Vorgaben statt «Vitamin B»
Natürlich wirbelte in dieser Zeit die eine oder andere Vergabe Staub auf, etwa als dem Energie-Unternehmen Primeo eine halbe Million zugesprochen wurde, damit es sein Energiemuseum «Primeo Kosmos» erweitern kann. Zu viel für die Privatwirtschaft, wurde geargwöhnt. Doch Heidi Scholer selber trifft die Kritik nicht direkt, weil die Regierung das Geld spricht und sie ihr dazu nur die Unterlagen liefert. «Besuchen Sie das Museum mal», sagt sie, «dort ist jeder Franken gerade in Zeiten der Energiediskussionen gescheit investiert.»

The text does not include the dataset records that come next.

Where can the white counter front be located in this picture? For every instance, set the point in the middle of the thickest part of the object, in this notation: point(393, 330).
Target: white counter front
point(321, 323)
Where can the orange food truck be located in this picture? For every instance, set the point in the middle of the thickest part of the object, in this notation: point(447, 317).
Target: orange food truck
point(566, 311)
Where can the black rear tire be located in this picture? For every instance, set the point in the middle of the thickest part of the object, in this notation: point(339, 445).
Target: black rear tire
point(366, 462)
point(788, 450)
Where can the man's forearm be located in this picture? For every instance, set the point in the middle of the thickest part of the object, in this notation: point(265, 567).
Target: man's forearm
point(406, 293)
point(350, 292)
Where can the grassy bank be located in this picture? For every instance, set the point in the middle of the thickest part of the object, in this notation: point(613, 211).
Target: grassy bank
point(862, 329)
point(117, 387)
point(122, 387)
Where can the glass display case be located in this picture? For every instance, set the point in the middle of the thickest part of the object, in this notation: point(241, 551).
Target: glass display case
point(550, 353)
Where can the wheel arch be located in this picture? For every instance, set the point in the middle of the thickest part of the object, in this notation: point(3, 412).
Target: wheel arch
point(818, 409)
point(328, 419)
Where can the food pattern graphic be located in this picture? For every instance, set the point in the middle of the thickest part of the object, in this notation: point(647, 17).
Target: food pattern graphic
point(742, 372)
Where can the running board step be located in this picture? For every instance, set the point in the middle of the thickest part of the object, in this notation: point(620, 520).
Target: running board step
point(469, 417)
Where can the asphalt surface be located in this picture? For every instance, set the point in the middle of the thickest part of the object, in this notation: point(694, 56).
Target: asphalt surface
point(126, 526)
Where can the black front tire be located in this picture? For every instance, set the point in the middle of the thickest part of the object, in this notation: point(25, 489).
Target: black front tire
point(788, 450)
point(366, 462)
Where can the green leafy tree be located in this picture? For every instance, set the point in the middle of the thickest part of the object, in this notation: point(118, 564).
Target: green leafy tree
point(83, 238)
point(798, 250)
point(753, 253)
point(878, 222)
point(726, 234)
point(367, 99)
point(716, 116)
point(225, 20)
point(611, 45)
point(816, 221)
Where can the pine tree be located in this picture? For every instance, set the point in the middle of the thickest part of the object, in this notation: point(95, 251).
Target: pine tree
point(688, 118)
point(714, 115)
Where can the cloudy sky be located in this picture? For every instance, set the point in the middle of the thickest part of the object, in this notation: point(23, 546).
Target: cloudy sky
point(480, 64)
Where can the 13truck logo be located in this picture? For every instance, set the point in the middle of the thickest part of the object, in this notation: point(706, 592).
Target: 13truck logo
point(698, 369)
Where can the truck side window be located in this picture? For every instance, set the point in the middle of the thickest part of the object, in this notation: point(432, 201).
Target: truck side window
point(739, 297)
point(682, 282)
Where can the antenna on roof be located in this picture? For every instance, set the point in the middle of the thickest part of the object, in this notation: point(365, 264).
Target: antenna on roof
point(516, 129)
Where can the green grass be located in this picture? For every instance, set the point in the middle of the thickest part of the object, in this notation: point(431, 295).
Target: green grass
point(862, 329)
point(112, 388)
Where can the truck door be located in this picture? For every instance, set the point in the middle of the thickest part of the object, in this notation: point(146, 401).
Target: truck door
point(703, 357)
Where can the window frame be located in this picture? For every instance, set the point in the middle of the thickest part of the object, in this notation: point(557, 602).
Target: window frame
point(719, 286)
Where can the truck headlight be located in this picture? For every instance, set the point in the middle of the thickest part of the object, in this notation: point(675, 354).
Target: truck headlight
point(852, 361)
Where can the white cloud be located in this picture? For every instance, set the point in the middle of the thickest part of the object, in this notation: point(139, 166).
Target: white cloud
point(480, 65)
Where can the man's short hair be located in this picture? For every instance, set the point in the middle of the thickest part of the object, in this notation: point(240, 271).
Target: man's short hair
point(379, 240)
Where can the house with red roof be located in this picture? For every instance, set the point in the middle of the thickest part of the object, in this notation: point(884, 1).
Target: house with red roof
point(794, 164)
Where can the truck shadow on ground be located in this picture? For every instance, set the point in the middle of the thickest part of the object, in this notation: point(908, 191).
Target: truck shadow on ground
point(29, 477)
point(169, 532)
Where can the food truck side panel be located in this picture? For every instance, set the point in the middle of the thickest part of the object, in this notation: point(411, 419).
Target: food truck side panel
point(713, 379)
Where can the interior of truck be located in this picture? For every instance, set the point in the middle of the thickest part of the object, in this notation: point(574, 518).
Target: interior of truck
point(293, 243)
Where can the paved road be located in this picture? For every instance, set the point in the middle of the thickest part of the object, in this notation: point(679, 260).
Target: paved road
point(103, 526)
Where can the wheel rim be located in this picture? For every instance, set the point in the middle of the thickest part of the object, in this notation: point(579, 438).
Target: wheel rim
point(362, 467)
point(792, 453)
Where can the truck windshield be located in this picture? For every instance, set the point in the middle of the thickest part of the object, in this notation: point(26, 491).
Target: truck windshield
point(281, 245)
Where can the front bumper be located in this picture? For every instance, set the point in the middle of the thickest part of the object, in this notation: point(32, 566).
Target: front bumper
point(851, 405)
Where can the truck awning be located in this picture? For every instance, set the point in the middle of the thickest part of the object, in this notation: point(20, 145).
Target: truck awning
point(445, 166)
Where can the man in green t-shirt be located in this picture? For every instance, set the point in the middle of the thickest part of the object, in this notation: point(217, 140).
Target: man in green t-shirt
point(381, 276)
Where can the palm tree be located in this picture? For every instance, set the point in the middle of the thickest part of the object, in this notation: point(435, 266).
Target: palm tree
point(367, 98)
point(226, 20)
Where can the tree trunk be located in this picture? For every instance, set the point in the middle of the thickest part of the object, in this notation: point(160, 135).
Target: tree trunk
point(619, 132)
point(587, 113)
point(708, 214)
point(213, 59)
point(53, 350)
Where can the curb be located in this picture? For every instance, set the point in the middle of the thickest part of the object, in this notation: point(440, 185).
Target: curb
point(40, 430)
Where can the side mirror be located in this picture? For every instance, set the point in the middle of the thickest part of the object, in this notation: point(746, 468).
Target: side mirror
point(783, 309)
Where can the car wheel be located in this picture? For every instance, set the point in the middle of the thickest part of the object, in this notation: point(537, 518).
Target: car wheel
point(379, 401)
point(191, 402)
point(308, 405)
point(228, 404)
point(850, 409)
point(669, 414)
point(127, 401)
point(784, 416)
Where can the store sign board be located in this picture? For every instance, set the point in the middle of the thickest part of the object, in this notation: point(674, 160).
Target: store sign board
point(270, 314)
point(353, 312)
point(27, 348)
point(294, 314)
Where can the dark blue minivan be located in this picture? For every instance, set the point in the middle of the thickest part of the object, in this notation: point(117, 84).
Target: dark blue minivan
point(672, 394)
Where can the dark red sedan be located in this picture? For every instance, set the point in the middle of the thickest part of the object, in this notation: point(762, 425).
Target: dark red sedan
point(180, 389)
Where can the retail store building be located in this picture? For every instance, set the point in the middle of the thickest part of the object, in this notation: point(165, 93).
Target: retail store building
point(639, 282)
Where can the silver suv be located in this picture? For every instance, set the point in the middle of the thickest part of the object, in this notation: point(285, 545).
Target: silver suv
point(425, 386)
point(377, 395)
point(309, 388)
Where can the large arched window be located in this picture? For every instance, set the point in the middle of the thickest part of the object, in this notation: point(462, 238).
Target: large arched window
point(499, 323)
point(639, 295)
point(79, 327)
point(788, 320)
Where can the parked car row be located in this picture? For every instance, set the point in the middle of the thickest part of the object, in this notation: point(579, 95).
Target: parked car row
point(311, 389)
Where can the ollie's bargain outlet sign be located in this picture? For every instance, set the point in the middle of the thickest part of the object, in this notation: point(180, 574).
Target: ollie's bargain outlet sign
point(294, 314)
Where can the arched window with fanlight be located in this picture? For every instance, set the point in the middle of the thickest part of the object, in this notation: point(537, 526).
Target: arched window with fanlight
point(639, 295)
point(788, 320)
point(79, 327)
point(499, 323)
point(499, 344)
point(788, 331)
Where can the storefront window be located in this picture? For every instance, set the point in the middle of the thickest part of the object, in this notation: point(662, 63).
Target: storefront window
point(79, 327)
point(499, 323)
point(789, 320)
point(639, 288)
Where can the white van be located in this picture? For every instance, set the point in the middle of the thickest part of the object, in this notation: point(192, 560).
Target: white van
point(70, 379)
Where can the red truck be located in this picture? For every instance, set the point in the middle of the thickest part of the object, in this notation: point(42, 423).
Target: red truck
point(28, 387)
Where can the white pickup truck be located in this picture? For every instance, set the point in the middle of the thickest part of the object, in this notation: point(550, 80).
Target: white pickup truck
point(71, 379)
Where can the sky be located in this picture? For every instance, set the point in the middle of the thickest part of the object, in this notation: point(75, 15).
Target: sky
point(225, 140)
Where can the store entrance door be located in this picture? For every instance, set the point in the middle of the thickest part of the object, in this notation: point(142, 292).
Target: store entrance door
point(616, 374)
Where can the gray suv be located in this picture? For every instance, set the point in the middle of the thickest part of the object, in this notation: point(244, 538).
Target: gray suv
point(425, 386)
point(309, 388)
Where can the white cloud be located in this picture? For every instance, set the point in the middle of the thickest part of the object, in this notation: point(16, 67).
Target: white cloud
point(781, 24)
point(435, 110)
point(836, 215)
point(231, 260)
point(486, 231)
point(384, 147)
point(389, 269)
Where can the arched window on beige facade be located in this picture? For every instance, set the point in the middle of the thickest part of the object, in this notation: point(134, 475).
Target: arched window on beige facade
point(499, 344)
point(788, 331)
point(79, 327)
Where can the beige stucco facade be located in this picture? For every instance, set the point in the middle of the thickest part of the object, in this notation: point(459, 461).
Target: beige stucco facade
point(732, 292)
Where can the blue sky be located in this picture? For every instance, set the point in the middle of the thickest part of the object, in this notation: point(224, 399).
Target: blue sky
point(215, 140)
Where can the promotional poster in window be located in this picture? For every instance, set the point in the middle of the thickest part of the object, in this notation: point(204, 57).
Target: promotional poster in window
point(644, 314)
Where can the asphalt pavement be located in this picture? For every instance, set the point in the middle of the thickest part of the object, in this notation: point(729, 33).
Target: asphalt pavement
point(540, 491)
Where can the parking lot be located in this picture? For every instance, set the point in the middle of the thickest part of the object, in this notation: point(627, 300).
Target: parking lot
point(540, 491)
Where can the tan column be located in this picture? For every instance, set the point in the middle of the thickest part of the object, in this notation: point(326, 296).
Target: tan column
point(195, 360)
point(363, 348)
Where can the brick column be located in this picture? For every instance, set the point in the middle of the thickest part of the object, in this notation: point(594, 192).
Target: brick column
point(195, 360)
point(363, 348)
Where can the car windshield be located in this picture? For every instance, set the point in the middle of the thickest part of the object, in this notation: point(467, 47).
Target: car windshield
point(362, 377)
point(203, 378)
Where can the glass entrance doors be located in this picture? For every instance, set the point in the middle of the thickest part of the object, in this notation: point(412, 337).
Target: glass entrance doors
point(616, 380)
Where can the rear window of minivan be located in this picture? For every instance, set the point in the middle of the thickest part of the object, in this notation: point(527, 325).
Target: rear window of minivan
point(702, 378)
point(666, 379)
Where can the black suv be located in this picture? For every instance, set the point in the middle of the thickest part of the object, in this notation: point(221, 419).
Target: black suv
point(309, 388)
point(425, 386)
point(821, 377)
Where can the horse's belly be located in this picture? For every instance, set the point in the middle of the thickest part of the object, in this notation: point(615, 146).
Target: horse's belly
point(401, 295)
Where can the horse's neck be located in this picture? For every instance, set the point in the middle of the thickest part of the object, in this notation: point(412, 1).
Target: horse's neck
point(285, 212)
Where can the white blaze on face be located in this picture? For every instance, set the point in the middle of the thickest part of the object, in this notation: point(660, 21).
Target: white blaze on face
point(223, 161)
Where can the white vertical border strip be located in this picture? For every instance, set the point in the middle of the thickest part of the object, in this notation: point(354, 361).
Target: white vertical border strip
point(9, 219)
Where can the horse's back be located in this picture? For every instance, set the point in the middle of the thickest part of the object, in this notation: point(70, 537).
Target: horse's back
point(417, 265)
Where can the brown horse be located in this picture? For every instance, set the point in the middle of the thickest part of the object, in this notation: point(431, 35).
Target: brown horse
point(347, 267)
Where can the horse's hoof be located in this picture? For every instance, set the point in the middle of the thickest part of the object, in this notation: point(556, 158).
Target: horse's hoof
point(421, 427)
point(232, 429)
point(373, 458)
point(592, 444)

Bei Zuschüssen über der Millionengrenze, zum Beispiel an die neue Wasserfallenbahn, an den neuen «Engelsaal» in Liestal, an das Kunsthaus Baselland, an das Marabu, bei den «Leuchttürmen», wie man sie dann nenne, verlief auch nicht immer alles geräuschlos. Schon gar nicht, wenn Basler Projekte unterstützt wurden. Den einen war das viel zu viel, den anderen viel zu wenig. «Vergleichsweise waren wir wenig in den Schlagzeilen», bilanziert sie, was sie durchaus auch als Kompliment für ihre Arbeit betrachtet. Sie habe sich stets strikt an die Vorgaben gehalten, oft habe sie auch frühere Entscheide zu vergleichbaren Gesuchen zurate gezogen. Mit guten Beziehungen – «Vitamin B» – war bei Heidi Scholer nichts auszurichten.
Selbstverständlich hat sie ihre «Lieblingskinder». Aber auch für sie galten die gleichen Auflagen wie für anderes. «Kinder-Veranstaltungen, Kinderspielplätze sowie die Musik und der Naturschutz lagen mir immer besonders am Herzen», sagt die Oberbaselbieterin, die sich immer gegen die gleichen zwei Klischees zur Wehr setzen musste. «Nein, ich bin nicht die reichste Baselbieterin, weil die Millionen dem Kanton gehören. Und nein, mein Beruf besteht nicht darin, grosszügig Geldbeträge zu verteilen, sondern auch darin, Gesuche mit stichhaltigen Gründen abzulehnen. Ich leiste nur Service public.»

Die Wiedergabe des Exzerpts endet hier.